What About Compounded GLP-1 Medications?
If you are taking a GLP-1 compound from a licensed 503A or 503B compounding pharmacy, the same genetics and lifestyle factors apply. Individual response varies because of your biology and your daily life, not because of the pharmacy that prepared your medication (GLP Winner: 503A vs 503B pharmacies). Licensed compounded products are prepared within established regulatory rules and are a legitimate option your doctor and pharmacist can walk you through. If a compounded medication is not giving you the response you hoped for, the same checklist above applies: dose, time, food, movement, sleep, and other health conditions first.
Language to Watch For
A few phrases from the real coverage of the 2026 GLP-1 genetics research are worth reading more carefully.
- "Gene variants mean weight loss drugs don't work well for some people." The Stanford and ETH study looked at blood sugar response in people with type 2 diabetes, not weight loss, and the drop in response was partial, not total.

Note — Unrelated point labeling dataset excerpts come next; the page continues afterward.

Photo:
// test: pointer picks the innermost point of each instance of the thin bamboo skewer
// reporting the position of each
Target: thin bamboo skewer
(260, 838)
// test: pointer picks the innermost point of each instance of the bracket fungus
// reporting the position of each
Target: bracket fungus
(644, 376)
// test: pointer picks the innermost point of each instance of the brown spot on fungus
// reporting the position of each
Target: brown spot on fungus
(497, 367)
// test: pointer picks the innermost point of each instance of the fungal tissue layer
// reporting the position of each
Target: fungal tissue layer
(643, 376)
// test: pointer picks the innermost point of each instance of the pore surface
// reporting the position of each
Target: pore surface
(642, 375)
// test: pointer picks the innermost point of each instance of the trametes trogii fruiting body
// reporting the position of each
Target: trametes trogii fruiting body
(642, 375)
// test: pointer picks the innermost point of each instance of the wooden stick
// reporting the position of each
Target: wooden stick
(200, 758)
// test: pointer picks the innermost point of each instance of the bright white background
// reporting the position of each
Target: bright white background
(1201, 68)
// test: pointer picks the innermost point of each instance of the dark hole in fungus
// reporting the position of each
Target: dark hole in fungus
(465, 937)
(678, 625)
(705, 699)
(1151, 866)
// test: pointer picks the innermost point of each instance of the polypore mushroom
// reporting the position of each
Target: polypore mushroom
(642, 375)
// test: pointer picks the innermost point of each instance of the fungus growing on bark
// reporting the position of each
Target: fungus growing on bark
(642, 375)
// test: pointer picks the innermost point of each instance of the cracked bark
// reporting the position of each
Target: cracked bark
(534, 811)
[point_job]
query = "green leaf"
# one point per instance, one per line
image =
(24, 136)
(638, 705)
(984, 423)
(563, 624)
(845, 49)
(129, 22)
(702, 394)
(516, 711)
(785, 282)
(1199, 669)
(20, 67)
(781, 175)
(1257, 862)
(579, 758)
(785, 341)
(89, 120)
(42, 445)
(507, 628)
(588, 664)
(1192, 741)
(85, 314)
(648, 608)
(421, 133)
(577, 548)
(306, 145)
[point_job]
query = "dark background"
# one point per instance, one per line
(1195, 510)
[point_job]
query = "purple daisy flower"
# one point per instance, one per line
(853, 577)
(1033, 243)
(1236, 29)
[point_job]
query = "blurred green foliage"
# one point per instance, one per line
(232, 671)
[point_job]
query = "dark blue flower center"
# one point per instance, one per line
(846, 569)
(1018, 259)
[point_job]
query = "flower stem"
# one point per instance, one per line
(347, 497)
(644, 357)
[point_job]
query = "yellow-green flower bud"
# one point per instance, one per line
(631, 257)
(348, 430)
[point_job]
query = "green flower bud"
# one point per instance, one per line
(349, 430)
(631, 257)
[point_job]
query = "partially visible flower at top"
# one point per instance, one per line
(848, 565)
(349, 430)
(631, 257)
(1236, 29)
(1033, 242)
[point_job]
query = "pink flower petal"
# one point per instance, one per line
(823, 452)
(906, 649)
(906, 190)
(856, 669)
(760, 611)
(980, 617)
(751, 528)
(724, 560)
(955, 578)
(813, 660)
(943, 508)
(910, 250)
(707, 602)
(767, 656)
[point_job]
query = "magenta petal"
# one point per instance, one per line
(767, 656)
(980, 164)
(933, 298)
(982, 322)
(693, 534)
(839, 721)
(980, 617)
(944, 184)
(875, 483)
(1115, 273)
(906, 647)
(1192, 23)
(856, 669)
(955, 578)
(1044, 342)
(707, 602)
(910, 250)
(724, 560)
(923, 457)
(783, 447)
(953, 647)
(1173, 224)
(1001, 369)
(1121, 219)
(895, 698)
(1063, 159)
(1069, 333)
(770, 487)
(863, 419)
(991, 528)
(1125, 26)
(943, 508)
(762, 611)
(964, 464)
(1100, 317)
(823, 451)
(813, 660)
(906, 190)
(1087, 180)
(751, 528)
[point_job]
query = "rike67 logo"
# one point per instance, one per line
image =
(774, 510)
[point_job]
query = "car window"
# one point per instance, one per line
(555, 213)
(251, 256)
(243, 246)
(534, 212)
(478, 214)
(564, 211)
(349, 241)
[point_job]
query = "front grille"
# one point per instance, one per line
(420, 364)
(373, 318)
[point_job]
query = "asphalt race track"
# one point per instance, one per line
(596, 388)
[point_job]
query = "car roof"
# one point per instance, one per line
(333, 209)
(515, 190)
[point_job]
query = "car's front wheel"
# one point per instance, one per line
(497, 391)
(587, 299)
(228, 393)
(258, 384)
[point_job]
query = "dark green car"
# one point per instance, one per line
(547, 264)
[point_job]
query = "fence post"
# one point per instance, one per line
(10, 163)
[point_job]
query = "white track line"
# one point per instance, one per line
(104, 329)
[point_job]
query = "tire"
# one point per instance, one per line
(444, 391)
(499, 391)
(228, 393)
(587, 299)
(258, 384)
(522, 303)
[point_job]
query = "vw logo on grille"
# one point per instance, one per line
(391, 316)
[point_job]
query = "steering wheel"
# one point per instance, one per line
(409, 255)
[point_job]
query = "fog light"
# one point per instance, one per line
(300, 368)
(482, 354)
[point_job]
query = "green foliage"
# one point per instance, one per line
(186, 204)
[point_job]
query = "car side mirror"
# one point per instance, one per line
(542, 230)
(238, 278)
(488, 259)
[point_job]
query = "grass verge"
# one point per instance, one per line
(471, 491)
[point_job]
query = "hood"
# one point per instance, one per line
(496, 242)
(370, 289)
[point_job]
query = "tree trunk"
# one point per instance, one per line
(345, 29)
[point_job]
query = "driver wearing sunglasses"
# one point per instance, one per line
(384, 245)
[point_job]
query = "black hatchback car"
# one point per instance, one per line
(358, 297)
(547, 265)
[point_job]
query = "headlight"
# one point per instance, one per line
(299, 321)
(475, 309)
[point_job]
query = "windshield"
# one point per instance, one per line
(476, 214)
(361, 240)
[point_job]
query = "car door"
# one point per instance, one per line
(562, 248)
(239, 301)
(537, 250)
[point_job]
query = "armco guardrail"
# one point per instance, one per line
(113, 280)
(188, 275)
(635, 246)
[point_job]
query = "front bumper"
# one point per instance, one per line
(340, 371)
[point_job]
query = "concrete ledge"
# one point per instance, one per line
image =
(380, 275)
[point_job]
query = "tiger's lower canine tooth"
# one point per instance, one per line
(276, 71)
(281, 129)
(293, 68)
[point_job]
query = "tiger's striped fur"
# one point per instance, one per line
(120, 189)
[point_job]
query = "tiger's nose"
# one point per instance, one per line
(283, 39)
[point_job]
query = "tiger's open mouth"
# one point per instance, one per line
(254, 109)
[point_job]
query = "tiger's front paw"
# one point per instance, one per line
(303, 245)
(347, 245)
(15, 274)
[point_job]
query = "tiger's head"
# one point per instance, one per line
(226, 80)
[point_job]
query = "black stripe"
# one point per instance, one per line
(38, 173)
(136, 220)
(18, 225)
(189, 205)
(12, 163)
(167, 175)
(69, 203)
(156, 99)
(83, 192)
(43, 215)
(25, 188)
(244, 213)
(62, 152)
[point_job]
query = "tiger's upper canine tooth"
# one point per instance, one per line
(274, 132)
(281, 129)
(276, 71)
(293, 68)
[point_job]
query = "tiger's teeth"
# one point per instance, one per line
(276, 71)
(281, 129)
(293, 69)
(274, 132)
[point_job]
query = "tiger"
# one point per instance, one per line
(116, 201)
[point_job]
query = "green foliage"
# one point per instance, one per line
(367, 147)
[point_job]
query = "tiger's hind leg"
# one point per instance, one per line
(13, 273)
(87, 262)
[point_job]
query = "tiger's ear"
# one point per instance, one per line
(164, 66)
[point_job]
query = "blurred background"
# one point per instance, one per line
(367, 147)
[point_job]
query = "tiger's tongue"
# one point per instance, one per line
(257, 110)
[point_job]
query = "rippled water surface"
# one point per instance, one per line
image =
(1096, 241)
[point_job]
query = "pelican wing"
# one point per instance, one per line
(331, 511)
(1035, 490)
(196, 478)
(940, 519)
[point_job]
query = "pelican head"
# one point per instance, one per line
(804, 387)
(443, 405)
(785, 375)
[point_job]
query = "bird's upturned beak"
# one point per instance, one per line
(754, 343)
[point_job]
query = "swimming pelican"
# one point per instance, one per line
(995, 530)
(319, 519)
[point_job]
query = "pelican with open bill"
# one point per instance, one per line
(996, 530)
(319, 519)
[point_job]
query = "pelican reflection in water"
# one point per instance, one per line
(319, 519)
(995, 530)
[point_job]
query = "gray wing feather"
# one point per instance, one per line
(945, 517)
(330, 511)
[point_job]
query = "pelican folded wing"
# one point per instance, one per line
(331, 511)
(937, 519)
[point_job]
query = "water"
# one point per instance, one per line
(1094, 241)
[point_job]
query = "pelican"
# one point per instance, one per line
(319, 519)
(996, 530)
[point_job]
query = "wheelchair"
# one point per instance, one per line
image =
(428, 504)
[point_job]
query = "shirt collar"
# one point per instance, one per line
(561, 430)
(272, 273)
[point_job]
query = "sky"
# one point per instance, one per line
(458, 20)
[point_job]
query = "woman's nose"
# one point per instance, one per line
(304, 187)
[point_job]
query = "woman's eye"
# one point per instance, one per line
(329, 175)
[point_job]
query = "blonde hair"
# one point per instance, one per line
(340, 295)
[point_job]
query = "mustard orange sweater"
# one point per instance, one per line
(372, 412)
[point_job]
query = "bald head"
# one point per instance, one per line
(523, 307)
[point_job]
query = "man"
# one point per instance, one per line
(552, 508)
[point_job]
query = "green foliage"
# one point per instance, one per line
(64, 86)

The variants made it harder to hit an HbA1c target, not impossible (Stanford Medicine News).
- "DNA may determine how Ozempic, Wegovy work." DNA influences response, but it does not determine it. In the 23andMe study, each copy of the key variant added about three-quarters of a kilogram to weight loss. Meaningful, but not the whole story (HealthDay via U.S. News).
- "Why GLP-1s fail in some patients." The research does not show failure. It shows a range of responses and points to a few genetic contributors. Most people in the studies still lost meaningful weight or improved their blood sugar, just at different rates.
- "Genetic test could predict who responds to Ozempic." No clinical genetic test is approved or recommended for GLP-1 response in 2026. The studies point toward a future possibility, not a current product.
Final Takeaway
Two major 2026 studies confirmed what many patients have been feeling all along: people respond to GLP-1 medications at different rates, and some of that difference is written in their genes. The 23andMe team found a variant near the GLP-1 receptor that nudges weight loss up, and a GIPR variant that changes how people tolerate Mounjaro and Zepbound specifically (Su et al., Nature 2026). The Stanford and ETH team found variants in a gene called PAM that reduce how well GLP-1 medications lower blood sugar (Umapathysivam et al., Genome Medicine 2026).
Genetics is a real piece of the picture. It is not the whole picture. Dose, time on medication, food, movement, sleep, stress, and other health conditions all matter. If your results are not matching what you see online, you are not broken. You are a specific person with a specific biology, and the right response is usually a calm conversation with your clinician about what to adjust first, not a jump to a new medication or a genetic test.